」
乔玉言这一下是真的吃惊了,「所以……那几日南康县在找所谓的黑风寨的匪徒,实际上实在找我。」
拾叶也有些苦笑不得,「正是,还是最后一日那个什么捕头想要强抢民女的事儿闹出来,才叫我们的人发现了你的踪迹。」
这……
乔玉言彻底说不出话了,这叫什么事儿。
拾叶便无奈地叹了口气,复又笑道:「后来咱们的人将那县太爷家财藏匿的地方告诉了那个杨捕头,杨捕头隐瞒了消息,自己去盗取了大半,却又被县太爷给当场抓着了,当即便免了他捕头的职务,还叫打了一顿。
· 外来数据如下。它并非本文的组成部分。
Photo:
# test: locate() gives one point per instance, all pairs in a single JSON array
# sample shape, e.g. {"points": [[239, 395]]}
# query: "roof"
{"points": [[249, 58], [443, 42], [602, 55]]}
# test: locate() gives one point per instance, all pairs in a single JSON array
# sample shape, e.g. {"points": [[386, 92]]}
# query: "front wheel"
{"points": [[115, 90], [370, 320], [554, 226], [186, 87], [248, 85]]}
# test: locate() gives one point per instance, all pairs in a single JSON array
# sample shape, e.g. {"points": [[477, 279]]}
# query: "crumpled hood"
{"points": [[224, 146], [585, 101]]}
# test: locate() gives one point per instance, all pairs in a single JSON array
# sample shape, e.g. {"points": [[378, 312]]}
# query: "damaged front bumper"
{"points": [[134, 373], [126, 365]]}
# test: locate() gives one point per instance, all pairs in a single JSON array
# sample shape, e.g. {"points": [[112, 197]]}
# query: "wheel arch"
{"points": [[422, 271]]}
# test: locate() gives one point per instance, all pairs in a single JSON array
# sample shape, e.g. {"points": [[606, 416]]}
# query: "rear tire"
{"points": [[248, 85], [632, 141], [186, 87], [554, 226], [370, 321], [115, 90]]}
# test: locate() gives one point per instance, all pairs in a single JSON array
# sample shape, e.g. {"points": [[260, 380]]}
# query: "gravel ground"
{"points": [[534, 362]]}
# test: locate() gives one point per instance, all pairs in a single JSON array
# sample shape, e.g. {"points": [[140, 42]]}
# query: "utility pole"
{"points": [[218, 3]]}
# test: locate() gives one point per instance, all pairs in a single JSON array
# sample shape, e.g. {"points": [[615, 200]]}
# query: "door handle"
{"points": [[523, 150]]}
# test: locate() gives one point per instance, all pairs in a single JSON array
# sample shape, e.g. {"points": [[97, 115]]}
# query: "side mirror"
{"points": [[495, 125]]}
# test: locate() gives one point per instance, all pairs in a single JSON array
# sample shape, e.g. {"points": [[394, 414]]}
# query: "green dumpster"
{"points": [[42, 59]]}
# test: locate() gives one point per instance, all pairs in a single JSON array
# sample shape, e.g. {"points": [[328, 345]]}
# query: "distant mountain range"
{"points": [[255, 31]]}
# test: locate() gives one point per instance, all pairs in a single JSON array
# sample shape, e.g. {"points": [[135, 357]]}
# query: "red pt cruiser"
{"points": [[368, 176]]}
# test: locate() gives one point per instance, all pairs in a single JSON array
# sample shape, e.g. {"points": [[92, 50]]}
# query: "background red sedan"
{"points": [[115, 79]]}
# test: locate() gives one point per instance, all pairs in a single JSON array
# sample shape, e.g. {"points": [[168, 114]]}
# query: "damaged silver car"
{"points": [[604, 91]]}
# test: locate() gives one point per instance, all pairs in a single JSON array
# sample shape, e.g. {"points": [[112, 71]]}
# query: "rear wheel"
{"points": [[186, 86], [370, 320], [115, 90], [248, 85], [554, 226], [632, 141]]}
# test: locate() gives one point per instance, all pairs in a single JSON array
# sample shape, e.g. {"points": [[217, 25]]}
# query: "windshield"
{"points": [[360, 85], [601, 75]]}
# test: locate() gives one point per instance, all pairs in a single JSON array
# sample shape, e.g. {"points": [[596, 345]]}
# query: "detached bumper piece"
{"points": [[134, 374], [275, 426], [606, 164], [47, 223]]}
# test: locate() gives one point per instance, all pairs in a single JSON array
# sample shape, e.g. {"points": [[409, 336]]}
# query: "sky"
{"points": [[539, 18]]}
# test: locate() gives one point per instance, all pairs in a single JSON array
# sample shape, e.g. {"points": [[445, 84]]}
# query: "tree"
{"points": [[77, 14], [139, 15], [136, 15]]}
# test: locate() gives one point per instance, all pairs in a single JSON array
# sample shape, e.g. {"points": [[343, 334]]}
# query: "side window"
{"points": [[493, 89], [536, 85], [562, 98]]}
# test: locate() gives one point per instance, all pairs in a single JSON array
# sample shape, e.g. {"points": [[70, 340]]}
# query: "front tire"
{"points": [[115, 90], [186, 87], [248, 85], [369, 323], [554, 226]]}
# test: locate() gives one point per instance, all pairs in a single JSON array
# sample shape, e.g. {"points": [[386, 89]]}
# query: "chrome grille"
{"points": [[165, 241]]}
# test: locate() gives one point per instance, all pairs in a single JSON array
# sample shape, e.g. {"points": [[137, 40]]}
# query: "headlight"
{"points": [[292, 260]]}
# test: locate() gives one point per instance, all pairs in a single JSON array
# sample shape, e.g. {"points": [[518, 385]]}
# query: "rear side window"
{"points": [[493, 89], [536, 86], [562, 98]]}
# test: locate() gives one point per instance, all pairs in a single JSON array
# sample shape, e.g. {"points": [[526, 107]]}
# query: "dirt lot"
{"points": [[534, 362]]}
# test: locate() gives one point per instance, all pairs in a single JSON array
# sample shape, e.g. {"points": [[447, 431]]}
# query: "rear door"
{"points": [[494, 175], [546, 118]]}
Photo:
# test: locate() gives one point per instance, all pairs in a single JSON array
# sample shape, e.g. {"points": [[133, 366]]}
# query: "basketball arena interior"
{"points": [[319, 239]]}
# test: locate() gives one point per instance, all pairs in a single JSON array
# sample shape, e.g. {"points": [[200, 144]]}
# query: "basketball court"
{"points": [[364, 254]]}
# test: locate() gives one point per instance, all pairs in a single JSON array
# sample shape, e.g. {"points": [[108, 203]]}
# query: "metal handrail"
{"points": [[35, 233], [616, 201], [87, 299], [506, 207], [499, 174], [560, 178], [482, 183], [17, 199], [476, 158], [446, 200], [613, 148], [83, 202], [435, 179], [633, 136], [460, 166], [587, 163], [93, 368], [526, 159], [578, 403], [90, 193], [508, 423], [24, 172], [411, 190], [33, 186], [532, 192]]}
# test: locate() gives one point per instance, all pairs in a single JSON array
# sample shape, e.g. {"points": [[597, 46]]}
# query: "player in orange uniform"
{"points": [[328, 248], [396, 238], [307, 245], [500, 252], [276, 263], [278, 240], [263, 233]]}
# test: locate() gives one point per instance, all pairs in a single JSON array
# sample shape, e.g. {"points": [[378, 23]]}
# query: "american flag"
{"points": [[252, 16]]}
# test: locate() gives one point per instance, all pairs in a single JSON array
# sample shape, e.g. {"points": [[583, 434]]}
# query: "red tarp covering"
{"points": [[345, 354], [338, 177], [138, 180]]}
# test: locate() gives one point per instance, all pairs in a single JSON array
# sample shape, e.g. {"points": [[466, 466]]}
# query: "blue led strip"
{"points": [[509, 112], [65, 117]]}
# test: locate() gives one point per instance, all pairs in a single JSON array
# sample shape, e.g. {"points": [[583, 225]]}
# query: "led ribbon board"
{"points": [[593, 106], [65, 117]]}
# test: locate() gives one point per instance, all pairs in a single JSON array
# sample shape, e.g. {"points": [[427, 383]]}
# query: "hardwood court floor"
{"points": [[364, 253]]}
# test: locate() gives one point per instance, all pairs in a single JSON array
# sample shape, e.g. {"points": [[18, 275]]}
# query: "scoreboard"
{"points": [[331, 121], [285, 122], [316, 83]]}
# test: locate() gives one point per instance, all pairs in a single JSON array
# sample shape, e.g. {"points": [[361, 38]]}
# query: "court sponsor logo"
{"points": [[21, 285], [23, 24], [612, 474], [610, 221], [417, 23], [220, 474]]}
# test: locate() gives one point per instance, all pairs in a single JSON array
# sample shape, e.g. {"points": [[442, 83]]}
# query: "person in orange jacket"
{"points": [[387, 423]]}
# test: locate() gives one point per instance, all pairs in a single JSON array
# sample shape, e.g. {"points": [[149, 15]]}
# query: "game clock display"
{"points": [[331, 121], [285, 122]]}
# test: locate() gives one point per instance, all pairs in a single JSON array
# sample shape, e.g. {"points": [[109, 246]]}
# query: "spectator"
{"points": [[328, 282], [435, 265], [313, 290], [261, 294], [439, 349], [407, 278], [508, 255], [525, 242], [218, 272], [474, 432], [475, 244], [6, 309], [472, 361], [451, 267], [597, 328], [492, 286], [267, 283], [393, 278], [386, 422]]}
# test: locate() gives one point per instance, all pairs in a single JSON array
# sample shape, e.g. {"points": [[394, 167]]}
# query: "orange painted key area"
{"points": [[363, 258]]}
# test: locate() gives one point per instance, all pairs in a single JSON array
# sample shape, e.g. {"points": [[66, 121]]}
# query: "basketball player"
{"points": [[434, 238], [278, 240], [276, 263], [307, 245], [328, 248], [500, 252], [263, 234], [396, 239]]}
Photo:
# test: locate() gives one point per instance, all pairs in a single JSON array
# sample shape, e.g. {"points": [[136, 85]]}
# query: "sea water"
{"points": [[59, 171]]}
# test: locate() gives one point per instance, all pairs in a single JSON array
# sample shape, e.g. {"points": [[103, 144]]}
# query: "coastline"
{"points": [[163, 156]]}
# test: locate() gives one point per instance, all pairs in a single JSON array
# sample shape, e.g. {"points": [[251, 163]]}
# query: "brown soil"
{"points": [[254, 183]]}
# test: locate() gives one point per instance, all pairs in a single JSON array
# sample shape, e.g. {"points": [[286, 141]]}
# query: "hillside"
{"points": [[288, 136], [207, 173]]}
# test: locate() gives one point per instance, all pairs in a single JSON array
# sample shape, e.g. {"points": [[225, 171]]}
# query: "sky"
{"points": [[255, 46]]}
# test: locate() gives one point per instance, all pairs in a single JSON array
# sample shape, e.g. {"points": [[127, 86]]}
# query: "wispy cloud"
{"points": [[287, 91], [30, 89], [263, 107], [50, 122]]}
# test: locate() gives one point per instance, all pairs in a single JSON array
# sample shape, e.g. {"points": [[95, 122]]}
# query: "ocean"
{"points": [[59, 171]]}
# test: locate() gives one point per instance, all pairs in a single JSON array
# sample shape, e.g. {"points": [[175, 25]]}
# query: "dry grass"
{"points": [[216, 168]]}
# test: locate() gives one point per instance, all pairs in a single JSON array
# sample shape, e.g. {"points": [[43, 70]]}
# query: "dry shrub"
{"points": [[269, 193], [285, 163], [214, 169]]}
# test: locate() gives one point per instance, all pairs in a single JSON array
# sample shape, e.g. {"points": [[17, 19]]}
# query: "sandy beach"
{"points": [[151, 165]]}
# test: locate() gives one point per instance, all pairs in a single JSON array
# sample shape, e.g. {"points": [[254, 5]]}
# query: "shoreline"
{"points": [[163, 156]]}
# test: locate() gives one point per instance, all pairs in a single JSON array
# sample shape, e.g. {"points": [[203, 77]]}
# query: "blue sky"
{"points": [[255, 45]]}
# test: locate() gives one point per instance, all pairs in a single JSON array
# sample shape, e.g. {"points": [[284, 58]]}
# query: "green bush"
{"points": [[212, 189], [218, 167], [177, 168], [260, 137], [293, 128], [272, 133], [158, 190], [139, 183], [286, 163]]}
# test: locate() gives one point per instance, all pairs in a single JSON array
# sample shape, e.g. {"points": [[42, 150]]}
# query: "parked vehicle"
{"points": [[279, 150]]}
」
说完又立刻补充了一句,「毕竟是地方上事务,咱们也不能太明目张胆了,只能用这样迂回的法子。
那杨捕头被打断了一条腿,抬回去,也不知道怎么了,没两日就发高热一命呜呼了,杨家失了杨捕头这个屏障,被那些进了县城的流民给撬了锁,直接掠夺一空,剩下个杨夫人守着一个空宅子。
那伙流民干脆就趁乱开了城门,将黑风寨的人放了进来,直接将县太爷的家给洗劫了,然后,在又在县衙放了一把火,烧了一夜呢!」
想不到南康县竟然发生了这样的事情,乔玉言着实目瞪口呆。
这会儿听到拾叶这么说,其实略微想一想也就知道是怎么回事了。
她犹豫着问,「那……没死人吧?」
「怎么可能不死人呢?」拾叶叹了口气,「一个县,政务已经污浊到这个程度,没有血,是洗不干净的。」
乔玉言便没有再说话,她心里想着拾叶的话,再想到从前温停渊与她讲的书,大约明白了过来。
南边儿如今就是一块烂疮,若不尽快根治,这溃烂的面积会越来越大,而要根治这样的烂疮,就必须要有挖肉剔骨的勇气。
拾叶见她怔怔地在想着事儿,便宽慰道:「这些事情太太只要知道就好,说这些,也是为了让你心里有个防备。」
乔玉言点头,拾叶说得没错,让她知道这些事儿,再面对沈婧的作为,她也就不至于慌张了。
沈婧也毫不含糊,第二日才吃早饭就过来了,「既然你这里已经有人替你看着这孩子,那你今儿就跟我出门吧!」
平儿从拾叶那里得知自己的父母都还好,整个人眼睛都亮了,也一下子就对拾叶亲切了起来,一早上都在问关于自己父母的事儿。